Personal information
- Born: September 30, 1961 (age 64) Rio de Janeiro, Brazil
- Occupation: Jockey

Horse racing career
- Sport: Horse racing
- Career wins: 13,369(as of May 01, 2026)

Major racing wins
- Gran Premio Asociación Latinoamericana de Jockey Clubes e Hipódromos (1991, 1994, 1996, 1998, 2007) Grande Prêmio Brasil (1992, 1994) Grande Prêmio São Paulo (1994, 2005) Gran Premio Carlos Pellegrini (1994, 2003, 2014) Gran Premio Joaquín S. de Anchorena (1992, 2006, 2008) Gran Premio Internacional José Pedro Ramírez (2007) Copa de Plata Roberto Vasquez Mansilla (2006) Gran Premio Maipú (2006, 2007, 2011) Gran Premio Suipacha (2006, 2008) Gran Premio Ciudad de Buenos Aires (2007, 2008, 2010) Gran Premio Estrellas Sprint (2007) Gran Premio Estrellas Juvenile Fillies (2007, 2015) Gran Premio Miguel Alfredo Martínez de Hoz (2008, 2012) Gran Premio Montevideo (2008) Gran Premio de Potrancas (2008, 2011) Gran Premio Provincia de Buenos Aires (2008, 2011, 2016) Gran Premio Felix de Alzaga Unzué (2009, 2011) Gran Premio Estrellas Mile (2009, 2014) Gran Premio General San Martín (2010) Gran Premio Hipódromo de San Isidro (2010, 2015) Gran Premio Eliseo Ramírez (2011) Gran Premio Estrellas Juvenile (2011) Gran Premio Selección de Potrancas (2011) Gran Premio Raúl y Raúl E. Chevalier (2012) Gran Premio Jorge de Atucha (2012) Gran Premio Gran Criterium (2012) Gran Premio Hipódromo Argentino de Palermo (2012, 2017) Gran Premio Estrellas Distaff (2013, 2014) Gran Premio 25 de Mayo (2015, 2016, 2019) Gran Premio de Las Américas (2018)

Racing awards
- Brazilian Champion jockey (1982-2006) Argentine Champion jockey (2007, 2012)

Significant horses
- Much Better, Storm Military, Good Report

= Jorge Ricardo =

Jorge Antonio Ricardo (born September 30, 1961, in Rio de Janeiro, Brazil) is a jockey in South American Thoroughbred horse racing who became the highest tally winning rider in the sport on 5 February 2007. He has since been passed by Canadian-born, California-based rider Russell Baze, but on 6 February 2018 he equaled Baze's record of 12,844 wins, and surpassed that record some six weeks later.

== Biography ==

Ricardo was born into a jockey family; his father and two uncles were both jockeys. Since making his professional racing debut in 1976, he tallied 400 race wins in one year on five occasions and has been Brazil's leading tally-winning jockey for twenty-five consecutive years from 1982 through 2006.

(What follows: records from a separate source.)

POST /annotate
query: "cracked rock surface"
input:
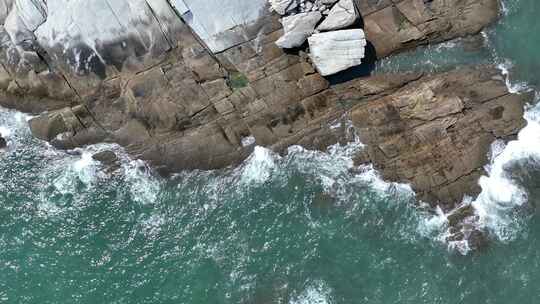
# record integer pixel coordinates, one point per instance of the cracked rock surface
(168, 97)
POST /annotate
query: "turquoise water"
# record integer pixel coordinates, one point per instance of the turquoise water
(305, 228)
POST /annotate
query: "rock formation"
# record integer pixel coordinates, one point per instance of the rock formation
(168, 79)
(3, 142)
(333, 52)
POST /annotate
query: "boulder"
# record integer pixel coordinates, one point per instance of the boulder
(342, 15)
(108, 159)
(297, 29)
(333, 52)
(283, 6)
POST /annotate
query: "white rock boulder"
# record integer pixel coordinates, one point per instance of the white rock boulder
(283, 6)
(342, 15)
(297, 29)
(333, 52)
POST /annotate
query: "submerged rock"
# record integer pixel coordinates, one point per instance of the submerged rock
(342, 15)
(297, 29)
(3, 142)
(108, 159)
(283, 6)
(333, 52)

From 1982 to 2011, he has won 29 yearly riding titles – 26 in Brazil and 3 in Argentina.

He won more than 160 Grade 1 races, including the “Gran Premio Asociación Latinoamericana de Jockey Clubes e Hipódromos” on five occasions.

The highest tally-winning horse he rode was **Much Better**.

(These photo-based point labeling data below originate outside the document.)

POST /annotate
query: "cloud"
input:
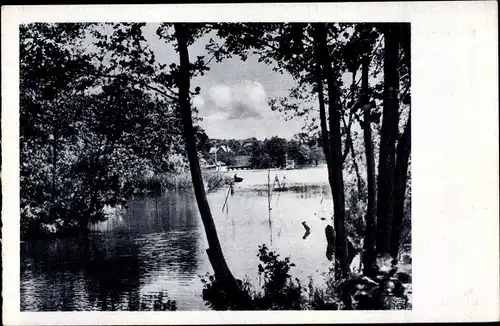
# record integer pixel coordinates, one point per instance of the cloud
(244, 100)
(198, 102)
(221, 96)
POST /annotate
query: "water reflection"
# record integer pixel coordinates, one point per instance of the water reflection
(149, 257)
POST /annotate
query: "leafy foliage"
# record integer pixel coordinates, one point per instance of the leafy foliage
(90, 122)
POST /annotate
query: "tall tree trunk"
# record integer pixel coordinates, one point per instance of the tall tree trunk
(385, 212)
(337, 183)
(403, 154)
(371, 213)
(215, 254)
(54, 168)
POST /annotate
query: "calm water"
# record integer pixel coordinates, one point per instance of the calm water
(155, 250)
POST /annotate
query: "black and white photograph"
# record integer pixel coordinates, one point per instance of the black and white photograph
(216, 166)
(225, 166)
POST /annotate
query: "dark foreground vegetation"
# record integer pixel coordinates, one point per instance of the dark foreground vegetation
(99, 117)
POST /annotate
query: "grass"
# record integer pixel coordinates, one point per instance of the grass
(179, 181)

In 1993, he beat the existing Brazilian record by winning 477 races in one year. In 2008, Ricardo beat the existing Argentinian record by winning 465 races in one year.

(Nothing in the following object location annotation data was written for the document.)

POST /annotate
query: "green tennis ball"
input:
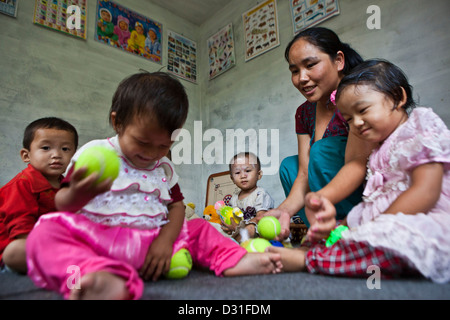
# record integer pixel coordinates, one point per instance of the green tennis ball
(180, 265)
(256, 245)
(101, 160)
(269, 227)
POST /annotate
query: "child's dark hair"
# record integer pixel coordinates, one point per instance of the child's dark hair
(246, 155)
(146, 93)
(328, 42)
(383, 76)
(47, 123)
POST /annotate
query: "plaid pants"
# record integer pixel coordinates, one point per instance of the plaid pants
(350, 258)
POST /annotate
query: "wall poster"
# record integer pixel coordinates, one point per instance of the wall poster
(9, 7)
(182, 57)
(307, 13)
(53, 14)
(129, 31)
(221, 51)
(261, 29)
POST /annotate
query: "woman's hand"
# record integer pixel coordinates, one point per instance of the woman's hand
(157, 261)
(285, 221)
(321, 214)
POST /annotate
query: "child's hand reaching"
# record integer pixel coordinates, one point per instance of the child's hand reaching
(321, 214)
(80, 191)
(229, 228)
(157, 261)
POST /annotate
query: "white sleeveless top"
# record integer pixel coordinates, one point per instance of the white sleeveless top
(138, 197)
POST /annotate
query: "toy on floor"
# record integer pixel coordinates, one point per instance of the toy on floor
(256, 245)
(227, 213)
(269, 227)
(180, 265)
(335, 235)
(210, 214)
(189, 211)
(101, 160)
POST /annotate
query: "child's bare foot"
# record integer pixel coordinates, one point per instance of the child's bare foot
(101, 285)
(292, 259)
(256, 263)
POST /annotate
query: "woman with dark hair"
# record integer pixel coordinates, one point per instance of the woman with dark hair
(329, 161)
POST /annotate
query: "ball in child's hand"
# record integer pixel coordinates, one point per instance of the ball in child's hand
(256, 245)
(269, 227)
(180, 265)
(101, 160)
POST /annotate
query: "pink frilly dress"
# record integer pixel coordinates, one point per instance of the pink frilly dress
(424, 238)
(114, 231)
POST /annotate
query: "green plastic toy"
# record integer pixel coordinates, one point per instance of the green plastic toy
(335, 235)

Competing at the Hipodromo Argentino de Palermo in Palermo, Buenos Aires, Ricardo won his 9,981st career race (up to 29 December 2007) to surpass the still active Canadian-born jockey Russell Baze as the all-time leader in racing wins. On 9 January 2008, Ricardo earned his 10,000th win riding Membresia in the 11th race at San Isidro in Buenos Aires.

On May 26, 2013, he reached 12,000 career victories. At this point, he had the world record of race wins. On February 6, 2018, Ricardo won his 12,844th race on Jubiliea to equal the record of the now-retired Baze.

Jorge Ricardo is one of the leading jockeys in the Carreras de las Estrellas with 10 wins.